Many magazine readers will be familiar by now with the North Carolina Gateway to Wake Forest. The basics: Starting this fall, students who enroll at Wake Forest from North Carolina with household incomes of $100,000 to $200,000 can expect their financial aid to cover tuition. And those with family incomes of $200,000 to $300,000 receive financial aid that covers half of their tuition.
I was thrilled when I heard the announcement. But by the time we were producing this issue, I had some lingering questions about how Wake Forest could make this happen and what it would mean. So this spring, I spent the morning with Eric Maguire, vice president for enrollment, and asked him those questions directly.
In our conversation, he described Wake Forest as the ideal of a modern university. “If you were creating an institution from scratch today, it would look a lot like Wake Forest University,” he said, ticking off the ingredients: A beautiful campus, a charming Southern city, rich traditions, small class sizes, dedicated faculty, Power Four athletics, career services, a strong alumni base and a unifying mission. “Very few institutions check all those boxes.”

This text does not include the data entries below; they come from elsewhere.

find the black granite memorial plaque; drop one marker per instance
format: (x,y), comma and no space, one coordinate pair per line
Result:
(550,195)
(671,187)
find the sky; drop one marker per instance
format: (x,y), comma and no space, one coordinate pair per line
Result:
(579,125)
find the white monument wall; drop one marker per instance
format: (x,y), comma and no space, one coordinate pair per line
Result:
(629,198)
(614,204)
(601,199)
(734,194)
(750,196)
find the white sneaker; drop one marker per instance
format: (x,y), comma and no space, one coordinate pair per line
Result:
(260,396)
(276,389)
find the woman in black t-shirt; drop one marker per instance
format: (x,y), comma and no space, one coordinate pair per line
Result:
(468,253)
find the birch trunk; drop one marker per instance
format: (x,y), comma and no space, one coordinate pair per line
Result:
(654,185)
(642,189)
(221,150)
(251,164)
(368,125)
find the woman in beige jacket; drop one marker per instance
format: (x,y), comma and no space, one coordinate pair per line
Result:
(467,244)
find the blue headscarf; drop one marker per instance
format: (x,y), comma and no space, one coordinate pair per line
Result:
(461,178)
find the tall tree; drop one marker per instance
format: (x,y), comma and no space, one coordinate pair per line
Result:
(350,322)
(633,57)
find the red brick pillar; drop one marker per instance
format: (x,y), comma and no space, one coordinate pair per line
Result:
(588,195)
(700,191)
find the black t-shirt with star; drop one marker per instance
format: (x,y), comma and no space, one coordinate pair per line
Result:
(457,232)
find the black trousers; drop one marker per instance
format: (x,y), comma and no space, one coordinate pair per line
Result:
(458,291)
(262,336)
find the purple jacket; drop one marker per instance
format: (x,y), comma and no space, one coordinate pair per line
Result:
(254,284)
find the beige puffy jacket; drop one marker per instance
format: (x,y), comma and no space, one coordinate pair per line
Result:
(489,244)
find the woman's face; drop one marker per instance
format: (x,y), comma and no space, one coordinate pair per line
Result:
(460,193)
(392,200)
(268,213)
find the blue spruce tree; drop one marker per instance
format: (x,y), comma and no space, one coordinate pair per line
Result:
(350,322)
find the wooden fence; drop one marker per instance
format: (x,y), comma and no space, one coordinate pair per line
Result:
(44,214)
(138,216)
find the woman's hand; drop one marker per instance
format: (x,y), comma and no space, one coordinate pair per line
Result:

But despite efforts in recent years by the University to shore up scholarship availability, the dream school felt increasingly out of reach for many excellent students. So, spurred by President Wente’s call at the beginning of her tenure to focus on affordability and access initiatives, Maguire and the financial aid office came up with what is now the North Carolina Gateway Initiative. While we will not have final admission numbers until the fall, the initial results in this year’s admissions cycle were encouraging. Here are three highlights from our conversation.

1. North Carolina applications are way up
Interest in Wake Forest has ballooned in recent years, so it wasn’t surprising that this cycle saw yet another record-breaking number of applications. But the most noticeable growth this cycle came from within the state.
“We saw over a 75% increase in applications from North Carolina this year,” Maguire said. The most striking anecdote he cited: “We are receiving applications from schools in North Carolina that we haven’t received an application in five-plus years from. And not only are they sending us some of their students for the first time in a number of years, but they’re sending us their best and their brightest.”
2. The University has been laying the groundwork for this for years
A frequent question I hear is about how Wake Forest can afford to make this promise. Maguire said it took years of planning, and an increase in philanthropic support spearheaded by the University Advancement team, to make it possible. “So my thanks to our alumni and our parents and our friends at the University who’ve contributed over the last number of years,” he said.
Prior to the Gateway’s launch, “We were doing a good job of meeting family need and providing strong financial aid packages and reducing student indebtedness.” Maguire said that meant that “a portion of these resources were already in place. But there are some additional costs that are associated with the Gateway. … That delta was really filled with philanthropic support.”
3. Expansion beyond North Carolina? It’s possible.
Maguire and the team working on the Gateway considered applying the scholarship to the broader applicant pool. But ultimately, he said, it made sense to start with in-state applicants for a few reasons. One was to build philanthropic funding to support it. The second was to understand if it would work as intended.
“My hope is that over the next couple of years, we’re able to really make sure that within North Carolina, the Gateway is achieving what we want to achieve, that it’s improving access, improving affordability for our students. And then once we have some confidence in our ability to do that, then we can have that discussion about potentially scaling that more nationally,” Maguire said.